FWIW, I was going to put together a team to build the music server I wanted. I had started on the design when Demian Martin suggested I look at Roon. You are the only company with a product that does what I was going to do. And $500 is a lot less than the $500k I expected I would have to spend to get the job done properly to get an initial release out. :slight_smile: It also means I will be doing something else and letting you do what you clearly can do better than I. (You have done so much with metadata! I am trying to figure out if you have cross-referenced all the artists/performers where you can.)

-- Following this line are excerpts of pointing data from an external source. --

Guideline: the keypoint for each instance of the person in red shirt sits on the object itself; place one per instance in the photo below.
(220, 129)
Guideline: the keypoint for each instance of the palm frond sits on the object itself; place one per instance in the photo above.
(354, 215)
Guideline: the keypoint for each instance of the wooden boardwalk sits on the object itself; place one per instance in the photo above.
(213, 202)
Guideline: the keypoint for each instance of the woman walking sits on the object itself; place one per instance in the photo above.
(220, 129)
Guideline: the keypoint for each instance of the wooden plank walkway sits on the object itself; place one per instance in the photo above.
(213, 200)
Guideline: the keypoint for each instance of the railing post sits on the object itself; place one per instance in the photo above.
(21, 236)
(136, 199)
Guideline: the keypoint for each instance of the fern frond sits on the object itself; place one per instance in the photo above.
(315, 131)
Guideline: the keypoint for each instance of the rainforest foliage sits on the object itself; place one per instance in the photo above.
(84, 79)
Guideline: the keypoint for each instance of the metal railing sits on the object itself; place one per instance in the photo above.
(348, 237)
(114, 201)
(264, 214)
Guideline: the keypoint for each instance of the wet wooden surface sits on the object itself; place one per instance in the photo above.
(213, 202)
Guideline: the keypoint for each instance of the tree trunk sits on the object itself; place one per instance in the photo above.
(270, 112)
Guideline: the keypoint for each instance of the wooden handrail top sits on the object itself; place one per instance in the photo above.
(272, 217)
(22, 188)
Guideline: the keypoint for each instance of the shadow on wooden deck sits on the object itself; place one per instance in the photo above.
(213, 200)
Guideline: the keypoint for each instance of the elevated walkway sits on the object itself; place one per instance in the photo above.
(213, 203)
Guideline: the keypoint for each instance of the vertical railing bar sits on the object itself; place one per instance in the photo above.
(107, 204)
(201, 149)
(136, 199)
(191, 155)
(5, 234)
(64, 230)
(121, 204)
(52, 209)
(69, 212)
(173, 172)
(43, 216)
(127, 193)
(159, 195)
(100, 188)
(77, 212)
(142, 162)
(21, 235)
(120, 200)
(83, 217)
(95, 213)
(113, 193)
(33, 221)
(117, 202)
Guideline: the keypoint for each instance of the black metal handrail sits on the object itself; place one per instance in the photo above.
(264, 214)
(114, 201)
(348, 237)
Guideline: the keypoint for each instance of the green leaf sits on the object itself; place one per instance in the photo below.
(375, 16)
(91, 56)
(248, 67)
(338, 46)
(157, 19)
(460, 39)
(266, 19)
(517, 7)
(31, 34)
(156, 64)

So if the way RAAT is designed means that the only ‘relevant’ clock is the one implement in the DAC itself (assuming Roon endpoint to USB DAC), all those esoteric USB re clockers and high end clocks on dedicated PCIe USB boards that one can find are, technically, performing no useful function

Is that correct ?

I have been wondering about that myself, particularly after hearing Hans Beekhuyzen gush (very unusual for him) over how good the new SOtM sMS-200 Ultra with the sCLK-EX2425 clock, while listening to Roon. As I understand it, the only real difference in the normal sMS-200 and the new Ultra version, is the reclocking that it does. And while he liked the orignal, he was effusive about the reclocking Ultra version. So by all appearances, that reclocking made a significant audible difference. Even while using it as a Roon-Ready network endpoint.

I understand a “better” clock is also a feature of the UltraRendu (cf the original micro, which I have) and again there are plenty of people out there who feel there is an improvement

Looking forward to the Roon Techical Team’s take on this !

RAAT is a network protocol. It delivers data from a server (the Roon Core) to a device–for example–in the purest case–a networked DAC. When we compare clock relevancy here, we are comparing apples to apples against other network protocols–many of which make the computer’s clock an inherent part of the audio chain in a way that RAAT avoids.

When you start to insert additional elements–USB, or an S/PDIF generator, or a “USB re-clocker” or whatever–it’s important to think critically, thoroughly, and specifically about how each of those aspects work. These considerations are totally independent of RAAT, and are characteristics of those other systems. RAAT does not extends its fingers into your USB DAC and fundamentally change how USB works.

One of the most frustrating things about discussing clocking and related concepts in this setting is that it’s quite complicated, and there is a tendency to hand-wave, or to misuse or conflate terminology. A lot of people get their information from marketing sources that sometimes play fast+loose with the technical details.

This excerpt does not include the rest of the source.